Na época, um acordo com o FMI parecia desnecessário. Os bancos credores concordaram em renegociar a dívida externa brasileira. Vivia-se um momento de crescimento econômico global e volumosos investimentos nos países chamados emergentes. O Real apostava na fartura de dólares emprestados para importar barato e derrubar a inflação.

Orgulho engolido
Quatro anos e meio depois, em outubro de 98, FHC engoliu o orgulho de presidente recém-reeleito e despachou para Washington uma missão, comandada pelo então secretário-executivo da Fazenda, Pedro Parente, para obter a qualquer custo um megapacote de socorro internacional ao país.
A aposta de que o mundo financiaria a política do real sobrevalorizado até a aprovação das reformas do Estado brasileiro havia sido derrubada pelas crises do México (95), da Ásia (97) e da Rússia (98). A dívida pública passara de R$ 150 bilhões para mais de R$ 360 bilhões, os juros superavam 40% ao ano e os investidores fugiam do país.
O temor de uma crise financeira mundial e as boas relações de FHC com Bill Clinton, que comandava os EUA, renderam um socorro de US$ 41,5 bilhões -US$ 18 bilhões só do FMI. O Brasil ainda arrancou do Fundo um apoio relutante à decisão de não desvalorizar o real.

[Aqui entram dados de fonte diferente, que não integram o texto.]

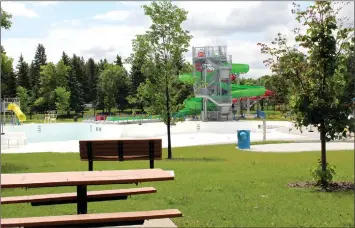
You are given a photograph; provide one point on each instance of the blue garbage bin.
(243, 139)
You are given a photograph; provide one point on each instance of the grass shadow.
(12, 168)
(203, 159)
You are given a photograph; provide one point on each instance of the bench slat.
(72, 196)
(89, 218)
(115, 158)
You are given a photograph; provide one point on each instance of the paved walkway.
(301, 147)
(73, 146)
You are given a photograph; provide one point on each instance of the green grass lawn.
(214, 186)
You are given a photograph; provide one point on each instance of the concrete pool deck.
(183, 134)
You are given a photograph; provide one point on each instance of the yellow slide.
(16, 109)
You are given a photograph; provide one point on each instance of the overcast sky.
(104, 29)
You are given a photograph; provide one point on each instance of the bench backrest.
(120, 150)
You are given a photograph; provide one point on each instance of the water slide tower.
(212, 67)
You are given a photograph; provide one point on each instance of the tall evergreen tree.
(23, 73)
(118, 61)
(66, 59)
(74, 85)
(40, 59)
(91, 72)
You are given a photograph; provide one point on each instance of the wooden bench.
(120, 150)
(85, 220)
(65, 198)
(81, 179)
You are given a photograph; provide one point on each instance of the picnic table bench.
(120, 150)
(81, 179)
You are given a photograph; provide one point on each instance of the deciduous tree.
(164, 43)
(319, 76)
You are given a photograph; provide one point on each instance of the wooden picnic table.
(81, 179)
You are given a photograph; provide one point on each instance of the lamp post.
(354, 120)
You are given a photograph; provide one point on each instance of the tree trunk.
(323, 153)
(168, 120)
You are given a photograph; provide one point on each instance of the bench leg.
(82, 199)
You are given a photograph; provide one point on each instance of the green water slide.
(194, 106)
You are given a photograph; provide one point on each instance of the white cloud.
(100, 41)
(117, 15)
(18, 9)
(45, 3)
(216, 22)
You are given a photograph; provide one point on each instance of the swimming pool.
(53, 132)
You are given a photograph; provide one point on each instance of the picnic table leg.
(82, 200)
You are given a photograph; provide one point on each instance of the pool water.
(54, 132)
(63, 132)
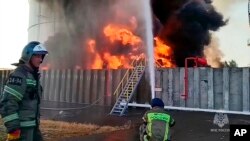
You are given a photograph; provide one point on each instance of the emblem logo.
(220, 119)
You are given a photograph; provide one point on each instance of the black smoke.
(184, 25)
(187, 25)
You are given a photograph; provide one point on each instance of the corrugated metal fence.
(209, 88)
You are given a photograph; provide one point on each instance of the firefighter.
(20, 98)
(157, 123)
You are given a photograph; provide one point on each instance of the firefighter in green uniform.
(20, 98)
(157, 123)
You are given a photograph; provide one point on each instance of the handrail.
(126, 75)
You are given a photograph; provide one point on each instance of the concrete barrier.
(208, 88)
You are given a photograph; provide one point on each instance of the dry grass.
(55, 130)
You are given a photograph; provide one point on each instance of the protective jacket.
(158, 123)
(20, 99)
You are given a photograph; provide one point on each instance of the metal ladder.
(127, 86)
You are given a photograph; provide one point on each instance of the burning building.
(96, 34)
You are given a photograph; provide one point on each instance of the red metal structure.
(199, 62)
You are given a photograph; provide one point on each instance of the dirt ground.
(190, 126)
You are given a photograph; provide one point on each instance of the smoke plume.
(187, 26)
(184, 25)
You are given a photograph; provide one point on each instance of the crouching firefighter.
(157, 123)
(20, 98)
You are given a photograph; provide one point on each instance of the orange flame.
(162, 54)
(123, 35)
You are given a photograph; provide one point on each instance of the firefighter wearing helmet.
(20, 98)
(157, 123)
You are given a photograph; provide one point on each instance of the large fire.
(125, 39)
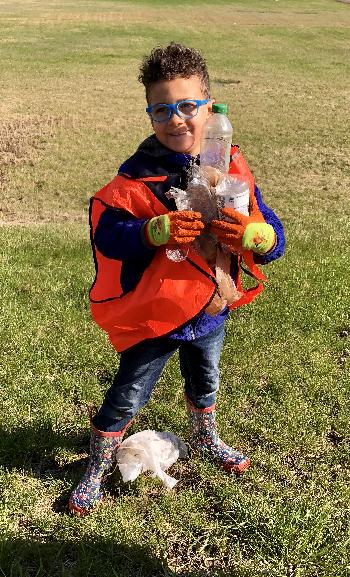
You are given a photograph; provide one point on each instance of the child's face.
(180, 134)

O dinheiro não foi suficiente para segurar o dólar na cotação de R$ 1,22 que o governo tentava segurar no início de janeiro de 99. Um novo ataque especulativo ameaçou levar a zero as reservas em moeda forte do Banco Central brasileiro, que, sem alternativa, permitiu que o mercado promovesse a maxidesvalorização do real.
Naquele ano, o país flertou com um colapso de proporções argentinas, na forma de inflação descontrolada, recessão profunda e moratória da dívida externa. Dois presidentes do BC, Gustavo Franco e Francisco Lopes, caíram no intervalo de poucas semanas.

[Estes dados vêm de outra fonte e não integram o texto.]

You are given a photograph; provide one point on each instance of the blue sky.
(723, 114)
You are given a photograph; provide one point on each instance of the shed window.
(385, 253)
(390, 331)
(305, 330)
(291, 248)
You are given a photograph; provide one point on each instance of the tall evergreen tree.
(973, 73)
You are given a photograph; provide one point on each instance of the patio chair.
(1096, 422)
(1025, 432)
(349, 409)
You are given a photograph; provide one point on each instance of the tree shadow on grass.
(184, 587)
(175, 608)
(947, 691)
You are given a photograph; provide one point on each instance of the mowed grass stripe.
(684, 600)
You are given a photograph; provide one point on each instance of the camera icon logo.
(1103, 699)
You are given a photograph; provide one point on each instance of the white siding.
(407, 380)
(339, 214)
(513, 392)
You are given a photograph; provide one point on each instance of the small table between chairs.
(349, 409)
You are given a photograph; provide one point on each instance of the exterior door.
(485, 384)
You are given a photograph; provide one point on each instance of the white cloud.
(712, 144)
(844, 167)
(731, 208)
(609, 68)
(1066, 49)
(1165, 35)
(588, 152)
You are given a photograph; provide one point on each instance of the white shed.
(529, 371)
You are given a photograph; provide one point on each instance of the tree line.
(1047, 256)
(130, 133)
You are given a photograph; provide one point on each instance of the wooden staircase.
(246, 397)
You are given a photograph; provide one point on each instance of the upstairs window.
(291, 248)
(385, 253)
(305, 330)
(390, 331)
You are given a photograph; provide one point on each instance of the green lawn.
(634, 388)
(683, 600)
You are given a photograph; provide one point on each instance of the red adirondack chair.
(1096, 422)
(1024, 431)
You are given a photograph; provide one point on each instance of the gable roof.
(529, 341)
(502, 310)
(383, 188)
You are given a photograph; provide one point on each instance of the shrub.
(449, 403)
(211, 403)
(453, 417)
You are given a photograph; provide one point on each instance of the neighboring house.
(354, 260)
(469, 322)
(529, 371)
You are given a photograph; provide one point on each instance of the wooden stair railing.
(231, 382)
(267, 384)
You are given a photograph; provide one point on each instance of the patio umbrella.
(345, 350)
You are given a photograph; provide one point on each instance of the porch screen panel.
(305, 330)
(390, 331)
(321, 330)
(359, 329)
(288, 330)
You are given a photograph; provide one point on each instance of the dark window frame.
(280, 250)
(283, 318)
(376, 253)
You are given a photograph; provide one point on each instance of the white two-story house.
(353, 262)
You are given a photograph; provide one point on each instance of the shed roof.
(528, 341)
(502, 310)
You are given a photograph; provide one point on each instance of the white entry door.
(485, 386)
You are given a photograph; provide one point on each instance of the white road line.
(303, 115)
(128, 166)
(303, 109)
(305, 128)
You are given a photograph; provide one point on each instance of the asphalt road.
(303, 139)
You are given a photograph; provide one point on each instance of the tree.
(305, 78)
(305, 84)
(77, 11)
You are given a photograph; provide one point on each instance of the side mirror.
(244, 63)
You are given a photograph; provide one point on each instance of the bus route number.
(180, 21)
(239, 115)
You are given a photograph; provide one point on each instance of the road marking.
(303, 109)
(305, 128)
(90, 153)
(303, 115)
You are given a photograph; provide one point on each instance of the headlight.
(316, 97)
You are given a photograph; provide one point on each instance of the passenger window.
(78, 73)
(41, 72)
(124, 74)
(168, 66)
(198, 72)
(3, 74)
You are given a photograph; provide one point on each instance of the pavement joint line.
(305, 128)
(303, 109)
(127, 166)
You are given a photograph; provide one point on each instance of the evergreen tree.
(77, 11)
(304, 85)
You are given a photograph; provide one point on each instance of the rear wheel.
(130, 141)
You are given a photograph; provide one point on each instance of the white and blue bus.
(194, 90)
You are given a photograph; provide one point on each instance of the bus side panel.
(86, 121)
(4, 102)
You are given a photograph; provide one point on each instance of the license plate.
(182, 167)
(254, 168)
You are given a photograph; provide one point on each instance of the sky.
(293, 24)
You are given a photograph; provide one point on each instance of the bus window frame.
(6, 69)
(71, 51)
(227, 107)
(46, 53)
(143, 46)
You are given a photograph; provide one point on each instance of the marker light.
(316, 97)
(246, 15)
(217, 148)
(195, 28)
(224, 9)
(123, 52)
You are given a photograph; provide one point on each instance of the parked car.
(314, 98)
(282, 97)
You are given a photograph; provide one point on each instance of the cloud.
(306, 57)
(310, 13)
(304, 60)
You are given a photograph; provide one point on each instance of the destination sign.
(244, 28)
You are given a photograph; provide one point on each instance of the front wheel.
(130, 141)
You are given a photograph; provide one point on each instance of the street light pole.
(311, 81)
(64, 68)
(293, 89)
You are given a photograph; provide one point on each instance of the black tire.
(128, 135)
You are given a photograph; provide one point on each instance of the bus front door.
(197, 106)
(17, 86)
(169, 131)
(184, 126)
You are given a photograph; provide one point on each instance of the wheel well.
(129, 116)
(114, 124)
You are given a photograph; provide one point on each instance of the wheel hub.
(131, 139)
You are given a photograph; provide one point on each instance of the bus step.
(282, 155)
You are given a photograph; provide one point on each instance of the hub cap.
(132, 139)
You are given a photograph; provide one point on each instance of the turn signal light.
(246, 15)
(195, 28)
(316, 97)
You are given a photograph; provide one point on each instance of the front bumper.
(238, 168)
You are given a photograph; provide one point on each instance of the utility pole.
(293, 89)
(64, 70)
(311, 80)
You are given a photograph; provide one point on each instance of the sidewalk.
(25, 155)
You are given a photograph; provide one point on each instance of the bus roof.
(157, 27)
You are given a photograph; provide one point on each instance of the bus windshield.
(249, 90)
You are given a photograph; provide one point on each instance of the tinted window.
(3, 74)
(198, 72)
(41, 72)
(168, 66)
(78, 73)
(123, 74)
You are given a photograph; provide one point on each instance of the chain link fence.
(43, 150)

FHC, porém, ainda tinha força política para promover o rigoroso programa de ajuste fiscal imposto pelo FMI e controlar a CPI dos Bancos criada no Senado para investigar operações realizadas na queda do real. Com o apoio do Fundo e a política de Armínio Fraga no BC, a confiança foi restabelecida e o desastre foi evitado.

Otimismo passageiro
O ano 2000 foi de otimismo. A inflação e os juros caíram, e o Produto Interno Bruto voltou a ter crescimento satisfatório, acima de 4%. O governo comemorava a desvalorização cambial mais bem-sucedida entre os emergentes e não planejava renovar o acordo com o FMI, que expiraria no penúltimo ano do mandato do presidente.
Mas nos dois anos seguintes ficaria claro que a conta da máxi não havia sido encerrada. Em 2001, a economia dos Estados Unidos parou de crescer, a Argentina entrou em colapso e o Brasil viveu a crise de escassez de energia elétrica. O dólar disparou e levou junto a inflação e a dívida pública -e, em agosto de 2001, a poucos dias do ataque terrorista contra os EUA, o governo FHC recebia mais US$ 13,8 bilhões do FMI e se comprometia a manter os gastos sob controle por mais um ano.
Mais uma vez, o apoio do Fundo, negado à Argentina, acalmou os investidores nacionais e estrangeiros, que passaram a ressaltar as diferenças entre o Brasil e o país vizinho. A crença de que "os fundamentos da economia brasileira são sólidos", porém, perdeu boa parte de sua força.
A dívida pública iniciou 2002 já perto dos R$ 700 bilhões, mas os dólares do FMI garantiam alguma tranquilidade nos primeiros meses do ano. A crise americana, porém, se agravou com a descoberta das fraudes contábeis praticadas por grandes empresas durante os anos de euforia financeira. Uma nova onda de desconfiança abalou o mundo em geral e o Brasil em particular. A escassez de crédito se mostrou mais grave que as de anos anteriores, atingindo até as exportações.
Diferentemente do que ocorreu em 98, dessa vez o recurso ao Fundo não pôde aguardar o desfecho das eleições. Para conseguir o novo socorro, um recorde de US$ 30 bilhões, FHC tratou de articular o apoio dos principais candidatos à sua sucessão ao acordo. Afinal, era preciso se comprometer com um aperto fiscal ainda mais rígido até 2005.
Lula, que até o início do ano ainda mantinha o histórico propósito de romper o acordo com o FMI, aceitou as condições -e, ironicamente, assumirá o governo com uma relação com o Fundo mais umbilical que a de seus antecessores "neoliberais" FHC e Fernando Collor.